Anywhom, that’s my little tidbit of information to share with all of you. Again, please try to get to know your working laws because it could help you weed out which employers are awesome and which ones are shit. 

Speaking of, please do not force yourself to stay with just one company – especially if they treat you like crap, overwork you and stress you the fuck out. Don’t “put up” with a shitty workplace just because it has good pay or was the only place that hired you when you were desperate to cover your bills. It’s okay to look for other, better work and attend interviews while working!! If you find a better job, give your existing job two weeks notice (written notice is ideal!! don’t just abandon your old job – it looks really bad on you if a future employer calls your past one to review your work ethic and they say you just didn’t show up one day). 

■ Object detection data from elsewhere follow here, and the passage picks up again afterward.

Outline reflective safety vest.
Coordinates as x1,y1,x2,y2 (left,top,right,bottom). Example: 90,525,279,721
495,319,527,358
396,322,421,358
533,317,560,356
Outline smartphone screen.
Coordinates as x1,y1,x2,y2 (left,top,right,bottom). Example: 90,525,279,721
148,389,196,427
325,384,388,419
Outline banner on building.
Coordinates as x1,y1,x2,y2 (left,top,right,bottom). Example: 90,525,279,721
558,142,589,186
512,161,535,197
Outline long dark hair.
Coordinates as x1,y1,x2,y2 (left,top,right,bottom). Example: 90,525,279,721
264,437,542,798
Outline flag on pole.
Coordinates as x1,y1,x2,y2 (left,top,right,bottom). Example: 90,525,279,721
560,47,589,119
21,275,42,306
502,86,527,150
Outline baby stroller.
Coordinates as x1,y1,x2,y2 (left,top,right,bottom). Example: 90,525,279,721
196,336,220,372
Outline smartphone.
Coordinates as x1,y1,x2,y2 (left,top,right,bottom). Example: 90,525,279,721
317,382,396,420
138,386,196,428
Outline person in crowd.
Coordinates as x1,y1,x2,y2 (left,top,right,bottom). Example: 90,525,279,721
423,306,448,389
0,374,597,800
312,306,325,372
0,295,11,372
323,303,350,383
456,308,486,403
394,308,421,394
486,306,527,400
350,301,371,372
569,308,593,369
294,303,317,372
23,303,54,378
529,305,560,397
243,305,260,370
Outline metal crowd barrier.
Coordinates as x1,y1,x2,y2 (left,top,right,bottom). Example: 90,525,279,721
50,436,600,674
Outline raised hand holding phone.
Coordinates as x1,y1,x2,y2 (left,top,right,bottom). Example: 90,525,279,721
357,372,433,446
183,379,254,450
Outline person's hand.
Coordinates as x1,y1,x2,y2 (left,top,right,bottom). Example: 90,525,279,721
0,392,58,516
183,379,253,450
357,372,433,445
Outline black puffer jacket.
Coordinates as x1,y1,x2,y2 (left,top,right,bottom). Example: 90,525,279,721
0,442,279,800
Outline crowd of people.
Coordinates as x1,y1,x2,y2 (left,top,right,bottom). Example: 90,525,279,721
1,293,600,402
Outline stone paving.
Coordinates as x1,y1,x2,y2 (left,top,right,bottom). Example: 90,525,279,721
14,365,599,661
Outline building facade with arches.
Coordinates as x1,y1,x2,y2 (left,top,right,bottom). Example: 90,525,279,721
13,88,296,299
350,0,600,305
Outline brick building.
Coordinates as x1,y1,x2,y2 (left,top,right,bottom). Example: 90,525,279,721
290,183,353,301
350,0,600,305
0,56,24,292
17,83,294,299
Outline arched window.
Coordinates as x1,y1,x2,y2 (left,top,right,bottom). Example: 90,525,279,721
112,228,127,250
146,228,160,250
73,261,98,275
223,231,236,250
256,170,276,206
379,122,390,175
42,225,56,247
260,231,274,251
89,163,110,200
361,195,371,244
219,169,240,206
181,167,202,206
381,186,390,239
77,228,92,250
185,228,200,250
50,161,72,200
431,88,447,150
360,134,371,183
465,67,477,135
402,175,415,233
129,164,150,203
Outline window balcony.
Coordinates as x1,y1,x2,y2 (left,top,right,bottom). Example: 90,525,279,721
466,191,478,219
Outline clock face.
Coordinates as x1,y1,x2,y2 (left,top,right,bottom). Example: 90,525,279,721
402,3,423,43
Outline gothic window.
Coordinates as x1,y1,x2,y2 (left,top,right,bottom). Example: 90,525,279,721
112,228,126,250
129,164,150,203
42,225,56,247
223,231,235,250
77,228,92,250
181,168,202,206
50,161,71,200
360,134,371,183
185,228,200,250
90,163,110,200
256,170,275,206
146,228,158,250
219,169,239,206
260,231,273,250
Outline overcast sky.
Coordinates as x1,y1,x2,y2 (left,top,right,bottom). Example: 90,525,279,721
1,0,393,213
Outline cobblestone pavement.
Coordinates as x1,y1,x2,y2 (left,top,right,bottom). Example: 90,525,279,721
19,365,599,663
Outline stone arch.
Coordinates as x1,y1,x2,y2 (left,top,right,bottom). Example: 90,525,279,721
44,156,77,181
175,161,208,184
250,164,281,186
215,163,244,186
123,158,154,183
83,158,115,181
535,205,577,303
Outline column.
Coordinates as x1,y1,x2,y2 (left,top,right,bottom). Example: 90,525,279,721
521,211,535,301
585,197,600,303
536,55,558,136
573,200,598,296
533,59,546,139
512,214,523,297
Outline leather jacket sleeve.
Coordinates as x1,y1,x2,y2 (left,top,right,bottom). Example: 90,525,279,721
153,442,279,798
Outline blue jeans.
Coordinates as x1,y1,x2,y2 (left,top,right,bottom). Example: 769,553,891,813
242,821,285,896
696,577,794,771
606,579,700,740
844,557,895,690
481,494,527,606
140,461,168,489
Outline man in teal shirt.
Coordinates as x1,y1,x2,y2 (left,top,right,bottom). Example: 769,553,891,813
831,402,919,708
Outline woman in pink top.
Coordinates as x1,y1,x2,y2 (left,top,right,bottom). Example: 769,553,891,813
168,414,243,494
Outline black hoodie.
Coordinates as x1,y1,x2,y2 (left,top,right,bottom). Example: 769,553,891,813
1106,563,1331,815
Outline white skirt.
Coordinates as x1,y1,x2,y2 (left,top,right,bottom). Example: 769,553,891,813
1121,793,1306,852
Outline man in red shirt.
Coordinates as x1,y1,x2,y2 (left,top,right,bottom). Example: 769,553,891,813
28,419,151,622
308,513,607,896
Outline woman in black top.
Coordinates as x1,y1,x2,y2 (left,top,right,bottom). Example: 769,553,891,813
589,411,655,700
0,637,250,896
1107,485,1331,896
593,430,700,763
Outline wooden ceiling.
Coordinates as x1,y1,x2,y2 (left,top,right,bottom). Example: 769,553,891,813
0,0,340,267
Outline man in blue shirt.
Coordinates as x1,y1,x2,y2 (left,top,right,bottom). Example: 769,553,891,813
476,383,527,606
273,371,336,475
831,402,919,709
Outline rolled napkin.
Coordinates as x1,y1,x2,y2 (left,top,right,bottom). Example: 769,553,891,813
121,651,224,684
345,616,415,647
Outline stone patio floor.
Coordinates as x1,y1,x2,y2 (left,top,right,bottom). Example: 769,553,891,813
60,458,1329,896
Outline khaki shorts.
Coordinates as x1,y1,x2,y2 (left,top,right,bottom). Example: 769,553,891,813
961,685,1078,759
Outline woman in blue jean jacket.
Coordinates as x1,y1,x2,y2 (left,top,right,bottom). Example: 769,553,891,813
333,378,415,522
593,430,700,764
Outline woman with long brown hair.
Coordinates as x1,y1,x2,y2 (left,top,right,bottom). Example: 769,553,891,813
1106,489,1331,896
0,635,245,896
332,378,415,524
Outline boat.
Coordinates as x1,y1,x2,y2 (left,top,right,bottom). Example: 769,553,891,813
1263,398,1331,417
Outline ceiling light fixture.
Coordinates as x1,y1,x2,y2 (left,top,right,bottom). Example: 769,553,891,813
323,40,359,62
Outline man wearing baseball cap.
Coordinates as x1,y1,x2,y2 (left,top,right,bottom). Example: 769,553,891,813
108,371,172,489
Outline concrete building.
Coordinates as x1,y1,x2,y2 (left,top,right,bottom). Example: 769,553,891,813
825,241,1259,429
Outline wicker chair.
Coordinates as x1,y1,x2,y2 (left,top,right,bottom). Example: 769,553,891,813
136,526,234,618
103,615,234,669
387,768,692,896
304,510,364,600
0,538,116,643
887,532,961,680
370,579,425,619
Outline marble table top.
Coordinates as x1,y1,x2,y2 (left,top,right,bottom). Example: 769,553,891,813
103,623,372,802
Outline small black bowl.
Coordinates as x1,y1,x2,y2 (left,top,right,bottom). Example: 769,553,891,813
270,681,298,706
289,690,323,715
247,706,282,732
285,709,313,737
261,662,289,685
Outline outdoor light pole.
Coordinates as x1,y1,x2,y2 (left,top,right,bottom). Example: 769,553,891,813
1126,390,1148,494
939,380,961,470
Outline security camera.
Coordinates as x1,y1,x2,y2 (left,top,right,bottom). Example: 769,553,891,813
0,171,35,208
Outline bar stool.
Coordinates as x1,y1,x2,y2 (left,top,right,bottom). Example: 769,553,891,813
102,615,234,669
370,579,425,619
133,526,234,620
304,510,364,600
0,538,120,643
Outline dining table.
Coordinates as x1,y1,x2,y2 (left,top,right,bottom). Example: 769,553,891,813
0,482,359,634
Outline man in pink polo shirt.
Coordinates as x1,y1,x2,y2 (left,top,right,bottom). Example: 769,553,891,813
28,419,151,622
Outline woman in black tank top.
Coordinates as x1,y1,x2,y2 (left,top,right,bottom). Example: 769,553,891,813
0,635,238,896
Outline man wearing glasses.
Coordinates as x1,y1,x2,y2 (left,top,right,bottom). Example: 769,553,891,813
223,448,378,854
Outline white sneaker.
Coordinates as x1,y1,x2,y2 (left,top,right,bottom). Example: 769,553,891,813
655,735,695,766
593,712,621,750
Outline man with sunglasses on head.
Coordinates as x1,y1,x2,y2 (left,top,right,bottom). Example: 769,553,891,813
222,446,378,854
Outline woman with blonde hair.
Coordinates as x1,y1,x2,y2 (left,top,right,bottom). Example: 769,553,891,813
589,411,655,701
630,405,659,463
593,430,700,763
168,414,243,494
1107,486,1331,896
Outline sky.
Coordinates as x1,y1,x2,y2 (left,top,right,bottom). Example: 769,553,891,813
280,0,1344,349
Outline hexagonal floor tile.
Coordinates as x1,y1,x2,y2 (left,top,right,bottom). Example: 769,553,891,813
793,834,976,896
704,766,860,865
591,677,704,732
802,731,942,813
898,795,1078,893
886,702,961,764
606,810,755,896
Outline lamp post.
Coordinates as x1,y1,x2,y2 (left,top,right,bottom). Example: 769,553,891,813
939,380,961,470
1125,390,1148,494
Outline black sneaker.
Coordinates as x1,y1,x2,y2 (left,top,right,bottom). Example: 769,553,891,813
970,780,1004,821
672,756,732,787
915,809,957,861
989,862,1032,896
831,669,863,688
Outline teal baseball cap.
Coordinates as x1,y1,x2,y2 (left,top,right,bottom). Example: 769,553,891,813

Hope this was helpful!! Feel free to add on if you want! Remember – this was mostly Alberta based, so laws may differ from yours!

“In Ontario, employers don’t have to provide workers with their schedule in advance.

There are no penalties for cancelling an employee’s shift even an hour before it’s due to start.

There is no obligation to guarantee part-time workers a certain number of hours.

There is no law preventing more part-time workers from being hired before offering existing employees more hours.

There is nothing that saves part-time workers from being paid less than full-time workers — even when they do the same job.

Many low-wage workers desperately need to take on second jobs but can’t, because employers expect full-time availability from their part-time employees.

Experts call erratic work scheduling the “Wild West” of employment standards, a practice that causes havoc in the lives of millions of Ontario workers but is almost completely ignored by provincial law.

The result in many industries is a “brutal combination” of unpredictable schedules, insufficient hours and poor wages, says Deena Ladd, who heads the Workers’ Action Centre, a Toronto-based labour rights advocacy group.”